I live with a girlfriend who has ADHD and a son who has ADHD and PDD NOS. Last year a report came out over the calming benifits of natural environments for ADHDers. Luckily we already live in a very natural environment. Living in the last houseboat on this section of the canal means that after walking out of our mooringspot gate we walk straight into nature along the canal path. It gives the feeling that this is just an extension of our garden and therefore we have a good connection with our surroundings. I often wonder what my boys behaviour would be like if we lived in an inner city council flat like I used to live in on the Isle of Dogs, London. He is a handful now, so in an urban environment would probably be a nightmare to live with.

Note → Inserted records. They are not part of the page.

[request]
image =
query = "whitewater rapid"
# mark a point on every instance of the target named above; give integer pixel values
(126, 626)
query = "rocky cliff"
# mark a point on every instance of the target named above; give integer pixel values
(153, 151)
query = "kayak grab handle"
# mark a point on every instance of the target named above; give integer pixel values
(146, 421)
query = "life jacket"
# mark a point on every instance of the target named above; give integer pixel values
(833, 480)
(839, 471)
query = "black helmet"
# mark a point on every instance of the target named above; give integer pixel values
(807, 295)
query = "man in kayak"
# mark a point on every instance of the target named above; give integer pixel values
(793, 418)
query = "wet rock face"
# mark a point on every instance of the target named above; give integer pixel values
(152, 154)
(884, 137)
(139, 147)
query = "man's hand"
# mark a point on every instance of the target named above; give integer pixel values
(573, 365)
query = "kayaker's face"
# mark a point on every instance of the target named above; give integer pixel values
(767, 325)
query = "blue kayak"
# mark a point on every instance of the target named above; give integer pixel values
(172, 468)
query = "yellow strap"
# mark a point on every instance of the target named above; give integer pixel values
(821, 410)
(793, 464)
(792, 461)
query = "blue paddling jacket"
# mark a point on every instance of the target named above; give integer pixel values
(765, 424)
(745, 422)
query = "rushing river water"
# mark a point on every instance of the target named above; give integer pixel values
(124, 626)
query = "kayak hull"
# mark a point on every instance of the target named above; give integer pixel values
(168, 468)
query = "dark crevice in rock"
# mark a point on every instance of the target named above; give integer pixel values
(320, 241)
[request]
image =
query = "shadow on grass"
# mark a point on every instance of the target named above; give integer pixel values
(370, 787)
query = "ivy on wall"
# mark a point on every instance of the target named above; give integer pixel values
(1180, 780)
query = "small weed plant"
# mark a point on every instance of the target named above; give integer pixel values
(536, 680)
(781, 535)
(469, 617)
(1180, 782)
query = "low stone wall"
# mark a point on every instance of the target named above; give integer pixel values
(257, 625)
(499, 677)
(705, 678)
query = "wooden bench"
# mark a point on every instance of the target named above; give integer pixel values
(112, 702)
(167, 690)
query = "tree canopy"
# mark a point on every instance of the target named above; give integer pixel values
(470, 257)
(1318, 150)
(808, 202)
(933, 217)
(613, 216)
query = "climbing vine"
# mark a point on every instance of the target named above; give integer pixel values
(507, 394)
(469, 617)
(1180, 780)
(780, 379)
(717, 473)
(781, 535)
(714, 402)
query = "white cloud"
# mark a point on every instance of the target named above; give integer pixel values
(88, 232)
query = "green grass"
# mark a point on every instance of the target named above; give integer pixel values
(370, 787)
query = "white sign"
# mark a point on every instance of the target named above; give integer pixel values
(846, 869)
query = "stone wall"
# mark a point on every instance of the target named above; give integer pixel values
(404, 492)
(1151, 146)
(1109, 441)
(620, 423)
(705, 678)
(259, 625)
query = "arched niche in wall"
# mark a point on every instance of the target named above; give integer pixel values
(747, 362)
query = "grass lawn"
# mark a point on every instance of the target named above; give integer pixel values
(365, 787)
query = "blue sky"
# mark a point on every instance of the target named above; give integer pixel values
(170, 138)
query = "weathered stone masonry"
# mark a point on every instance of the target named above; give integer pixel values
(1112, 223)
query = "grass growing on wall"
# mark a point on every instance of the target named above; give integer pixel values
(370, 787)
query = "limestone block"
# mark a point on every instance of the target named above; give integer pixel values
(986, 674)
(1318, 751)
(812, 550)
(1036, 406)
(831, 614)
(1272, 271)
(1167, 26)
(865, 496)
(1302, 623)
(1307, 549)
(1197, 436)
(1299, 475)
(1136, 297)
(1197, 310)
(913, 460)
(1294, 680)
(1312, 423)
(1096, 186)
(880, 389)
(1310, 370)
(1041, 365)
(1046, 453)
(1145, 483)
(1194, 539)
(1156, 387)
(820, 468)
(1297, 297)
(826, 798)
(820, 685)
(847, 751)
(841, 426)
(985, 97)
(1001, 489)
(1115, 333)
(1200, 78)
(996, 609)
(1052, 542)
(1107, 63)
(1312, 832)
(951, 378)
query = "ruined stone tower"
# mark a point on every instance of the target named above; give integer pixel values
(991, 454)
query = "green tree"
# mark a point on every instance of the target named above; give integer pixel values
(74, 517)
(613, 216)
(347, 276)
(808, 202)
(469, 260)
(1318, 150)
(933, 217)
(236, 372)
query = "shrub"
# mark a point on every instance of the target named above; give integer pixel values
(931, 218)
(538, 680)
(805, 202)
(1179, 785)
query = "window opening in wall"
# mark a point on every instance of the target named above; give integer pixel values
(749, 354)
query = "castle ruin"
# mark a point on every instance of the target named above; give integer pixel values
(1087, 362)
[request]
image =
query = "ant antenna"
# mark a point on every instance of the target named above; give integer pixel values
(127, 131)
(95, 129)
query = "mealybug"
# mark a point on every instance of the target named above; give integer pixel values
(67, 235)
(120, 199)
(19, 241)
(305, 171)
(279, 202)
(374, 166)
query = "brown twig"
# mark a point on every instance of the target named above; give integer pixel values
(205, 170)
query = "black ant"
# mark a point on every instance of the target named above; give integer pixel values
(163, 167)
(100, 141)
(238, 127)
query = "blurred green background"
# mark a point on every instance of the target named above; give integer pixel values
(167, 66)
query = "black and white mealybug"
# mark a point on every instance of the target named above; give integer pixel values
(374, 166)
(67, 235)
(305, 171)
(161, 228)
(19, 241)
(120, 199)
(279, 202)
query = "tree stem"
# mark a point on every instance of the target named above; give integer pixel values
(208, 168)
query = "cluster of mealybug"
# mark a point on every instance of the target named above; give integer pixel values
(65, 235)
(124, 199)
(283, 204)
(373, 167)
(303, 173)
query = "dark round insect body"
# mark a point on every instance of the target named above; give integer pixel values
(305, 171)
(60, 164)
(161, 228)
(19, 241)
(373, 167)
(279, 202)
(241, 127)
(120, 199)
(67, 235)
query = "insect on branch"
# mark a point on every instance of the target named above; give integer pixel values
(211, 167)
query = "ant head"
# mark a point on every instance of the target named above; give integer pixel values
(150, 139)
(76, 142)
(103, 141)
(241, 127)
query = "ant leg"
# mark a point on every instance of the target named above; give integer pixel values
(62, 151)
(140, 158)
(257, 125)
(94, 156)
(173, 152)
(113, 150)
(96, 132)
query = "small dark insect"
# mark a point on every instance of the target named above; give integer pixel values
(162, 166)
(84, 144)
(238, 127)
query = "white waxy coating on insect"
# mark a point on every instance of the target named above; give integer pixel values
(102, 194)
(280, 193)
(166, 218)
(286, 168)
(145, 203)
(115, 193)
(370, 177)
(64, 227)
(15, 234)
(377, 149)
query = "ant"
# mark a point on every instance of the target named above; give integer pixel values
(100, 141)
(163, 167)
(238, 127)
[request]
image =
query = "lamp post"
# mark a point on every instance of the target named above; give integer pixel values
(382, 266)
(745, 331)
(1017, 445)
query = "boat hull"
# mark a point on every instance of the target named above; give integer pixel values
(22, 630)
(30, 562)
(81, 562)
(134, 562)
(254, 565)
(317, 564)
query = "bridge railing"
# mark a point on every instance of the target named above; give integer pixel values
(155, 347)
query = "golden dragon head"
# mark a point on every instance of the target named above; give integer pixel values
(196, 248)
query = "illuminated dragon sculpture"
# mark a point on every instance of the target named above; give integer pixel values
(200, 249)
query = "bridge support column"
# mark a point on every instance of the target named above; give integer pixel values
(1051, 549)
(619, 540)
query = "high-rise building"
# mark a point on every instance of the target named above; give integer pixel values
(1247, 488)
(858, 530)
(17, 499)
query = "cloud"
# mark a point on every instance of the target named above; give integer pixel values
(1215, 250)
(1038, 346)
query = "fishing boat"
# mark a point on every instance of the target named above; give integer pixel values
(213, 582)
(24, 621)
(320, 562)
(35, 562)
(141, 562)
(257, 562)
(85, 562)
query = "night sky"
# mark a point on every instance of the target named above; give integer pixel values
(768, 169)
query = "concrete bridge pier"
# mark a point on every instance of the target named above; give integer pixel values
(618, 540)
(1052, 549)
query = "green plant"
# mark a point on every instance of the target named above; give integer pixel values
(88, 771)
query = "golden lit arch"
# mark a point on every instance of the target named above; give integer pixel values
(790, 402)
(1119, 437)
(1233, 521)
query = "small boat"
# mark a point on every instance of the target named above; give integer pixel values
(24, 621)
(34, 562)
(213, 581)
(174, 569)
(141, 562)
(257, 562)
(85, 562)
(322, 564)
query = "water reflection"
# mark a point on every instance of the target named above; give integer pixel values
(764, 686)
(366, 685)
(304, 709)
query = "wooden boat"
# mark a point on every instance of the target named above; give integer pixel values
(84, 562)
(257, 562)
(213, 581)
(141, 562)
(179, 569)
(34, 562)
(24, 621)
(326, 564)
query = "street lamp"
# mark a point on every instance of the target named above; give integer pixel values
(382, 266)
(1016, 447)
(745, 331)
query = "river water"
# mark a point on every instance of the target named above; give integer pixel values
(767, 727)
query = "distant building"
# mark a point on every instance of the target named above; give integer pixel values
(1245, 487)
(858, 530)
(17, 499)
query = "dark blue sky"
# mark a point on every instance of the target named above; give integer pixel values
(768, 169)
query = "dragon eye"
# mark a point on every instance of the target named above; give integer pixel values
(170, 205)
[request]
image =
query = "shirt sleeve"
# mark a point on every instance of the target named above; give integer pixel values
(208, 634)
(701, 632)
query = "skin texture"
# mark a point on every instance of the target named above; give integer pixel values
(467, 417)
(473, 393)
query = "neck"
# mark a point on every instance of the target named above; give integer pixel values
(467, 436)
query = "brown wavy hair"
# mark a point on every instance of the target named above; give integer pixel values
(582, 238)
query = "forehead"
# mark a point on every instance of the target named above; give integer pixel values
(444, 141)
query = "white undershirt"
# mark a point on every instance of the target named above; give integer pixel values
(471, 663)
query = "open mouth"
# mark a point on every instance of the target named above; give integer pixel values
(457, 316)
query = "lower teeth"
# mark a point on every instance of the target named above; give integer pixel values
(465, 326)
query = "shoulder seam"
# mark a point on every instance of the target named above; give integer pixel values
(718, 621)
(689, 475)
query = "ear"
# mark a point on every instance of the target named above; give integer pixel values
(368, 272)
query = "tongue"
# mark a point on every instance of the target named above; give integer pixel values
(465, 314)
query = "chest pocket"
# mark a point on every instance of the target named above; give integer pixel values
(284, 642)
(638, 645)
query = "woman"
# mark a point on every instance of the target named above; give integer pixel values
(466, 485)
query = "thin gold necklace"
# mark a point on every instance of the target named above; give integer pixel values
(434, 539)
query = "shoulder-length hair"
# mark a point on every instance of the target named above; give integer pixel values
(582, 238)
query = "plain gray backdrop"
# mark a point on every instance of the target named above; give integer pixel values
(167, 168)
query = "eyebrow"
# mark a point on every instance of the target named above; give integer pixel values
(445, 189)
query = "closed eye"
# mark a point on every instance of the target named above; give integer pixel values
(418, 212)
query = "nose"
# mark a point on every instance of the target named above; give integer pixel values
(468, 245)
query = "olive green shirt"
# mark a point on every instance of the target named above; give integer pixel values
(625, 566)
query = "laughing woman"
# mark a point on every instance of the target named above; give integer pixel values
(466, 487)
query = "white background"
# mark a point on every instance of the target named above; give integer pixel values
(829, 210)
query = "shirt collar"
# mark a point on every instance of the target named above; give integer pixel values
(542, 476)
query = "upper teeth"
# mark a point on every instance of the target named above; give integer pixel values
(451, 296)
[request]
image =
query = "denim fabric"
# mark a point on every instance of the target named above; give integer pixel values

Our cities transition towns movement has only this year begun to organize. I have proposed the first project which is a short bike ride once a month for a couple of hours identifying edible, medicinal and other useful plants. Concidering the above paper this could then have a double benifit of both providing some resilience for the community in the form useful suppliments and also alieviate the stress of facing up to environmental problems perceived now and in the future.

"People who began the course upbeat, and with a positive attitude that things could be done, are being worn down by the constant inflow of bad statistics when it comes to rates of resource use and waste generated."

You can only save what you control. Your students have naive expectations and are duly deflated as reality dawns on them. They're wasting their time and should move into skill based occupations for their own sakes.

I like the concept of transition towns, but I think in reality anything successful will be pillaged by our crumbling State and Institutions. Success will be mercilessly taxed and the elite will push the less wealthy out to make room for themselves to the point that transition towns will resemble medieval feudal estates.

Success must be invisible.

"You can only save what you control."

This statement is not only wrong, it's dangerous. Control is a seductive Western illusion and folk theory of human social behavior that breaks down under the microscope of organizational and psychological research. See the many posts here regarding meditation for similar themes.

And that assumption leads to the equally dangerous corollary, "I must gain power or status in [insert organization here] recognized hierarchy before I can make a difference." It reinforces inertia and provides even more rationale not to act.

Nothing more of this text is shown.